Un informe que debería entrar en los manuales de ética política como ejemplo de lo que NO se debe hacer: relativizar un genocidio por conveniencia estratégica. «Sí, mataron a millones, pero eso fue antes, ahora son útiles.» Con esa lógica, cualquier criminal podría rehabilitarse simplemente esperando unos años y ofreciéndose para hacer el trabajo sucio que nadie quiere hacer.
Las consecuencias duraderas y la amnesia selectiva
Los Acuerdos de Paz de París de 1991 y las elecciones de 1993 supervisadas por la ONU finalmente trajeron una forma de paz a Camboya, aunque frágil. Pol Pot, protegido por sus antiguos combatientes, nunca enfrentó justicia internacional y murió bajo arresto domiciliario en 1998.
¿Se imaginan a Hitler muriendo plácidamente bajo arresto domiciliario mientras la comunidad internacional se encogía de hombros? Pues eso exactamente pasó con Pol Pot. Los Jemeres Rojos siguieron operando hasta finales de los 90, cuando finalmente se desintegraron. Para entonces, la geopolítica había cambiado, y aquellos «útiles genocidas» ya no eran necesarios. Misión cumplida, pueden desaparecer de la historia ahora, gracias.
Hoy en día, este capítulo de la historia estadounidense rara vez aparece en los libros de texto o discursos políticos sobre el liderazgo moral de Estados Unidos en el mundo. Cuando se menciona, generalmente se presenta como una «complejidad» de la Guerra Fría, un «mal necesario» o, simplemente, un «error de cálculo».
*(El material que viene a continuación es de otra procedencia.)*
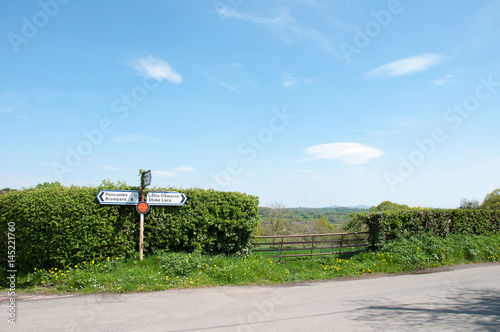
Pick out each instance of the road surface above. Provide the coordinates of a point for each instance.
(462, 299)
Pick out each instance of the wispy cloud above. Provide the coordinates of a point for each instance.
(285, 26)
(347, 153)
(406, 66)
(163, 174)
(443, 80)
(156, 68)
(228, 12)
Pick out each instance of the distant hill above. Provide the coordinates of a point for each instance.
(333, 214)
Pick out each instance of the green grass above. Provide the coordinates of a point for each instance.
(183, 270)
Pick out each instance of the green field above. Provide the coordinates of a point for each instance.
(169, 270)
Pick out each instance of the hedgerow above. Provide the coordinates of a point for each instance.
(58, 226)
(400, 224)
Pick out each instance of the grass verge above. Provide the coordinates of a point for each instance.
(183, 270)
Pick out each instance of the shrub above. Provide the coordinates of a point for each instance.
(400, 224)
(59, 226)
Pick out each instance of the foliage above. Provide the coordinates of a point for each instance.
(57, 226)
(399, 224)
(492, 201)
(179, 270)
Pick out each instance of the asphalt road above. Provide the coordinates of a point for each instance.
(462, 299)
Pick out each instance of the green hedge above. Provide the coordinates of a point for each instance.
(397, 224)
(58, 226)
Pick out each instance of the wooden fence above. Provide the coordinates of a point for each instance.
(311, 244)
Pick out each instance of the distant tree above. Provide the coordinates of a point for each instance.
(492, 201)
(388, 205)
(278, 217)
(468, 204)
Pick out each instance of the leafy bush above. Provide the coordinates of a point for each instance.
(58, 226)
(399, 224)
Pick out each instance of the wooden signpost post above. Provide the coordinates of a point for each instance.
(129, 197)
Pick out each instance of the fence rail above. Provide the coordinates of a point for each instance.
(312, 244)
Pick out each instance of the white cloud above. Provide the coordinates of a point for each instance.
(157, 69)
(443, 80)
(163, 174)
(406, 66)
(347, 153)
(227, 12)
(185, 168)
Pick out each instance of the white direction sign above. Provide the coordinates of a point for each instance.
(118, 197)
(166, 198)
(147, 178)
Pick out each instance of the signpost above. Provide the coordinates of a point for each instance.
(146, 176)
(129, 197)
(118, 197)
(166, 198)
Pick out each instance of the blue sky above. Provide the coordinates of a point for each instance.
(307, 103)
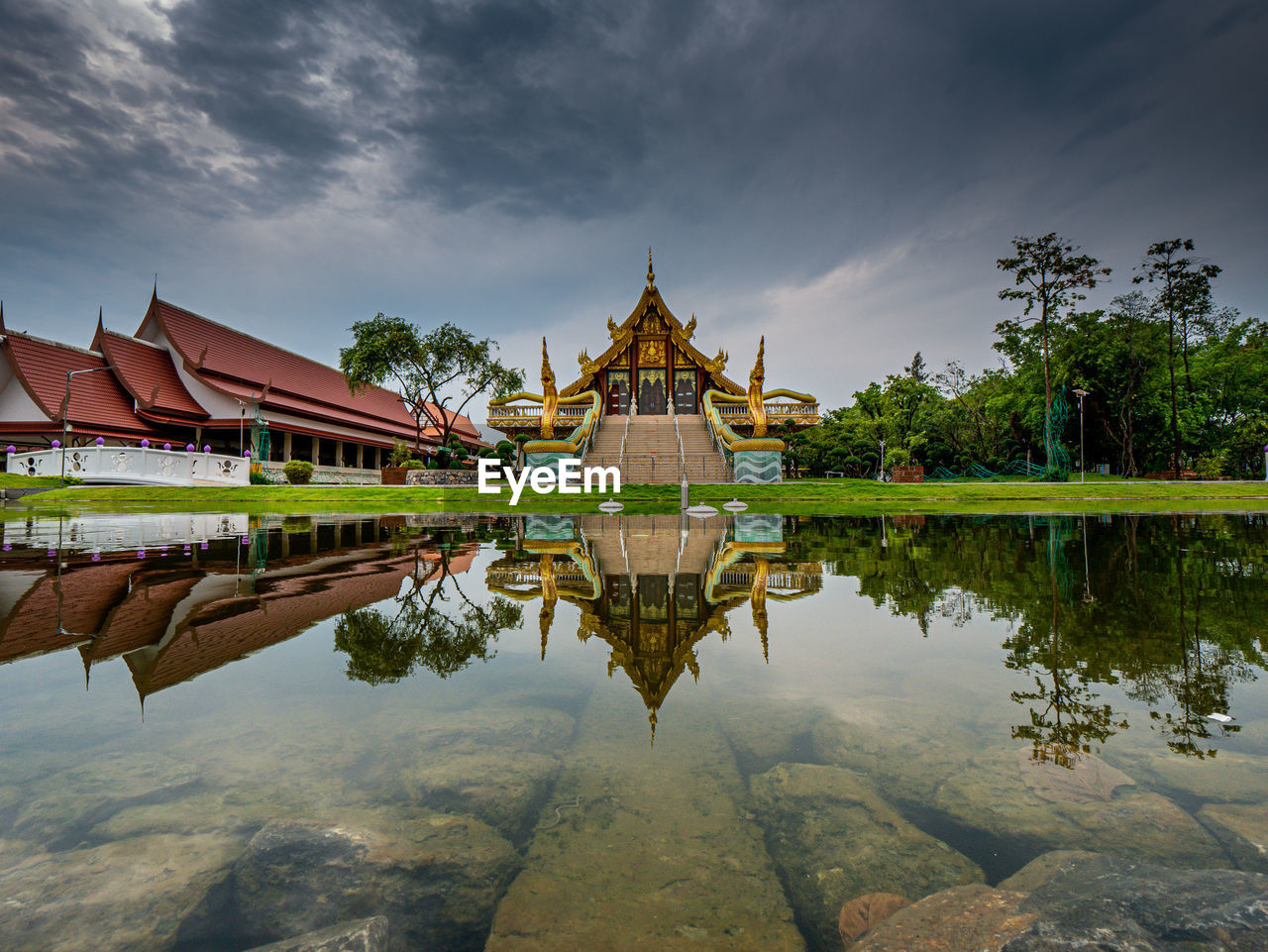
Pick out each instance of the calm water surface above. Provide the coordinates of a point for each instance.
(615, 733)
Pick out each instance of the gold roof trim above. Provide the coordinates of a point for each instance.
(623, 335)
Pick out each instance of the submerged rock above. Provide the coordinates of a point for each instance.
(646, 847)
(834, 838)
(359, 936)
(973, 918)
(765, 733)
(497, 765)
(128, 896)
(1087, 900)
(59, 811)
(1112, 904)
(436, 879)
(1243, 829)
(861, 914)
(501, 787)
(1228, 776)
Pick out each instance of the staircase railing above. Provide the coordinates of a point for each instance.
(683, 462)
(620, 462)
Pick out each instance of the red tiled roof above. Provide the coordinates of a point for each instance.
(96, 399)
(234, 362)
(148, 372)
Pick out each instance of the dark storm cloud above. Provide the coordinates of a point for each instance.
(588, 109)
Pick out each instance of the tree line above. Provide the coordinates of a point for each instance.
(1173, 380)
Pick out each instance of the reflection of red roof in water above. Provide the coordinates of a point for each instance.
(226, 630)
(144, 615)
(89, 592)
(241, 367)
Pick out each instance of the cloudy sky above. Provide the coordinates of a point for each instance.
(838, 175)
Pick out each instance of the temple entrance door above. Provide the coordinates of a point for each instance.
(618, 392)
(653, 392)
(685, 390)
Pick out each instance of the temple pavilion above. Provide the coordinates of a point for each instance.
(657, 406)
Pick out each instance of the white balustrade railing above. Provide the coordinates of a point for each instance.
(134, 466)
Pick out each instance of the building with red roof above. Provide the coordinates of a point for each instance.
(185, 379)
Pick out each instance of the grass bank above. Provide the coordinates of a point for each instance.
(800, 497)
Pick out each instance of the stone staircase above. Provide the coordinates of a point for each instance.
(652, 450)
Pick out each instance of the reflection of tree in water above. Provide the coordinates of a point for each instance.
(1169, 608)
(384, 647)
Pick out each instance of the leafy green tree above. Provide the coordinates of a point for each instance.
(1049, 274)
(384, 647)
(1183, 294)
(429, 370)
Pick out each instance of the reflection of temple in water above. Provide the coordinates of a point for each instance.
(171, 612)
(652, 587)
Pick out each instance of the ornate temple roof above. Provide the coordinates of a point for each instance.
(99, 404)
(148, 372)
(651, 306)
(253, 370)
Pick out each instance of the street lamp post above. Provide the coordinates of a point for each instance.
(1081, 394)
(66, 411)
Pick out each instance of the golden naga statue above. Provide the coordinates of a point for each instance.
(548, 398)
(756, 403)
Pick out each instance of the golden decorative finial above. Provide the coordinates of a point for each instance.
(549, 394)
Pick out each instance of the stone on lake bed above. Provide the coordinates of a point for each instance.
(836, 839)
(970, 918)
(435, 878)
(505, 789)
(646, 847)
(864, 912)
(1243, 828)
(993, 796)
(361, 936)
(1087, 900)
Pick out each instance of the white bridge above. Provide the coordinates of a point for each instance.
(134, 466)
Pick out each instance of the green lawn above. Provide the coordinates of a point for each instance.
(808, 495)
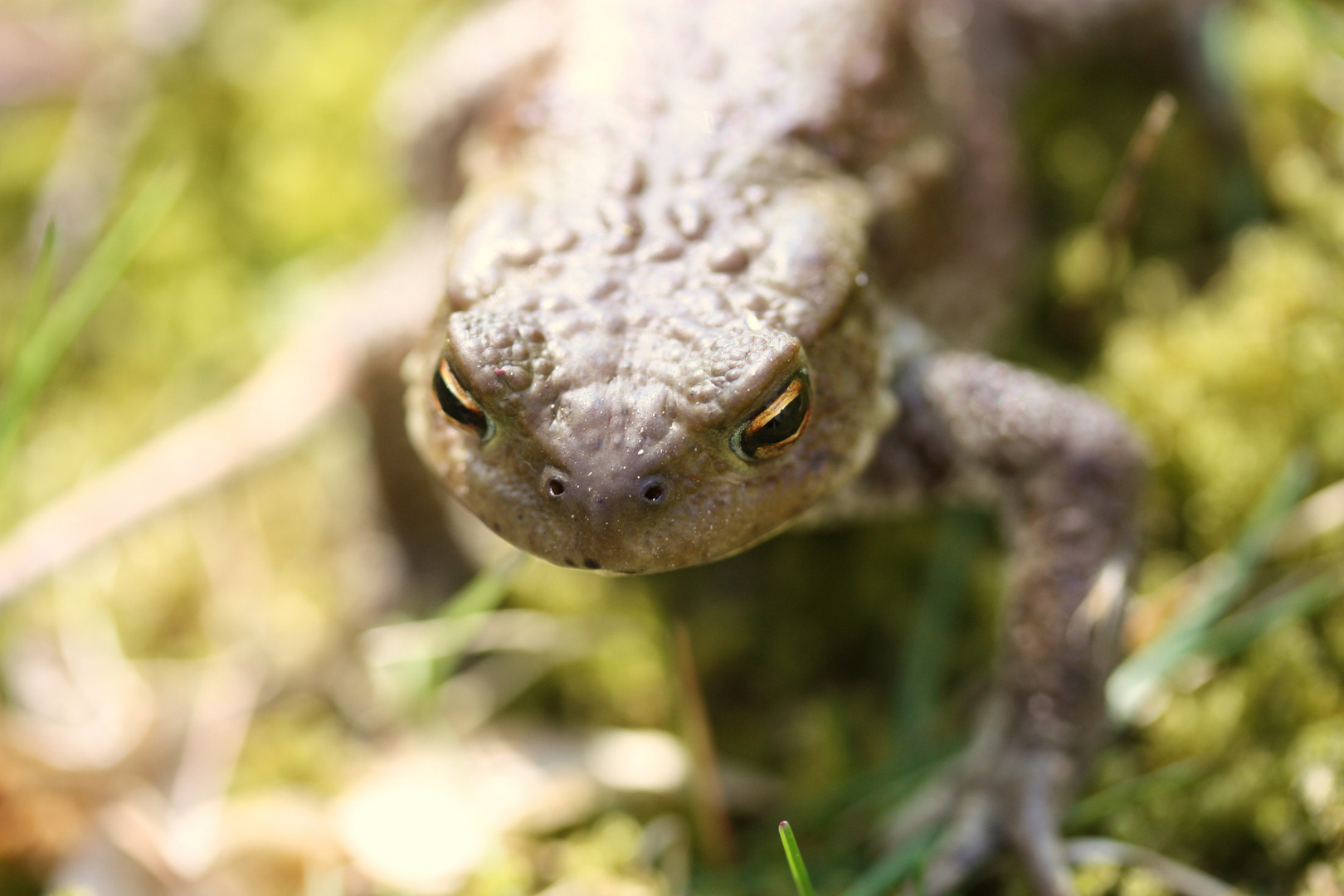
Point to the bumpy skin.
(678, 206)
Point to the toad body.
(704, 258)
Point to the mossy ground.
(1220, 332)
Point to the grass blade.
(1140, 674)
(941, 599)
(1238, 631)
(38, 356)
(39, 293)
(897, 867)
(796, 865)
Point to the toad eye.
(778, 425)
(459, 405)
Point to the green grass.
(801, 880)
(46, 328)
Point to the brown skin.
(678, 207)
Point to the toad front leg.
(1064, 475)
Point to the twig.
(1121, 204)
(706, 785)
(1183, 879)
(41, 60)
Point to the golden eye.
(777, 425)
(459, 405)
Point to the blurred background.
(251, 694)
Un «error de cálculo». Así llaman a apoyar a un régimen que mató a una cuarta parte de su población y llenó el país de fosas comunes. Qué conveniente es el lenguaje diplomático para lavar las manchas de sangre. Mientras tanto, los monumentos de cráneos en Camboya siguen ahí, testimonio mudo de lo que la realpolitik puede justificar cuando se considera necesario.
Reflexión final: los límites de la moral en la política exterior
La alianza táctica entre Estados Unidos y los Jemeres Rojos ilustra la brecha entre la retórica de los derechos humanos y las realidades pragmáticas de la política del poder. Pone de manifiesto cómo los principios declarados pueden ser fácilmente sacrificados en el altar de los intereses estratégicos.
Y esa es la verdadera lección que nunca llegará a las clases de historia escolar: los valores, los derechos humanos y la democracia son, en última instancia, herramientas retóricas flexibles que se aplican selectivamente. Cuando conviene, un genocida puede convertirse en un «luchador por la libertad». Cuando ya no es útil, puede volver a ser un monstruo. La moralidad en política internacional no es un principio, es un recurso más a explotar.
Este episodio no es una mera anomalía, sino un recordatorio de las contradicciones inherentes a un sistema internacional donde los estados actúan primordialmente según sus intereses, no sus ideales. Nos obliga a cuestionar las narrativas simplistas sobre «buenos» y «malos» en las relaciones internacionales.
Quizás la próxima vez que escuchen un discurso grandilocuente sobre valores y principios inquebrantables, recuerden a Pol Pot y cómo el país que se autodenomina líder del mundo libre decidió que un genocida era un mal aceptable mientras sirviera a un propósito. Porque así fue, aunque los libros de historia prefieran contar otra versión.